Bilateral adrenalectomy is without effect in terms of
adrenomedullary hypofunction. Autonomic failure or
neuropathy is especially important in diabetes mellitus. There may be severe problems with postural hypotension; the symptoms of hypoglycaemia may be masked.


Primary hyperaldosteronism

This is usually (80%) caused by a unilateral adrenal
adenoma, i.e. Conn’s syndrome, most of the remaining cases by bilateral hyperplasia of the zona glomerulosa.

Primary hyperaldosteronism accounts for at least
1% of cases of hypertension. The syndrome is associated, with hypertension (due to Na+ and water retention), hypokalaemia and metabolic alkalosis (caused by the intracellular shift of H!, and a loss of H+ in the kidney).

Symptoms include headache, muscle weakness,
tiredness and polyuria.
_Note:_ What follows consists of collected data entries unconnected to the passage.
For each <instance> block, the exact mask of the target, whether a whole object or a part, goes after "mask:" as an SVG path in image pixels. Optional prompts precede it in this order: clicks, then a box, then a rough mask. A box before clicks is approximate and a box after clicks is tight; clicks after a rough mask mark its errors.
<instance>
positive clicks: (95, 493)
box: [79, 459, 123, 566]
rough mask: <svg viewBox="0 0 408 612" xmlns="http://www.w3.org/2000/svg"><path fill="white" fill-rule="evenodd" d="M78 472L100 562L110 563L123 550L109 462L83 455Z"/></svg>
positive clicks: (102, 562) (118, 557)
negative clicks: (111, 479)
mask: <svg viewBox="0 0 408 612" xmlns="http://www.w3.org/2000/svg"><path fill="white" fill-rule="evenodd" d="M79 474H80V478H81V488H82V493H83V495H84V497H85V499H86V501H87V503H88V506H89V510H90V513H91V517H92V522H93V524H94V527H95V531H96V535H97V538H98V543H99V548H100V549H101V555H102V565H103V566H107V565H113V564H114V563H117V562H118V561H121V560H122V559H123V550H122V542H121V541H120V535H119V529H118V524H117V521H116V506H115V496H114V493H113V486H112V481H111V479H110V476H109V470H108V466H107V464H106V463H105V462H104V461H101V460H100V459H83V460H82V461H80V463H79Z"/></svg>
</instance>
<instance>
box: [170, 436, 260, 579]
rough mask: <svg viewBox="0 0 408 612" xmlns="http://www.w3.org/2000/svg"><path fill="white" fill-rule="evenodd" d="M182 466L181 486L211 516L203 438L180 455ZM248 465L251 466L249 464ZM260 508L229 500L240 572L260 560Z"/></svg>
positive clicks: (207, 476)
Medical treatment with
spironolactone is indicated.


Primary hyperaldosteronism: Treatment

Adrenalectomy is indicated for patients with an adenoma when hypertension proves difficult to control or, when side effects of medical treatment are severe.

Bilateral adrenalectomy is not used in the treatment of bilateral hyperplasia.

Virilising and feminising tumours are rare and usually malignant. Congenital adrenal hyperplasia (CAH) is an inherited disorder of cortisol synthesis.

Signs of androgen excess in adrenal disease are due to androgenic cortisol precursors or DHEAS.


adrenal medulla

The adrenal medulla (10% of adrenal mass) mainly
comprises of chromaffin cells. Pre-ganglionic sympathetic nerve fibres contribute to the splanchnic nerves that innervate the adrenal medulla.

The chromaffin cells synthesise catecholamines–adrenaline and noradrenaline from tyrosine via dopa and dopamine to noradrenaline and thence adrenaline. Once produced, the hormones are stored as granules – causing the typical appearance of the chromaffin cells. The
medulla produces adrenaline (‘epinephrine’) predominantly and, to a much lesser extent, noradrenaline (‘nor-epinephrine’).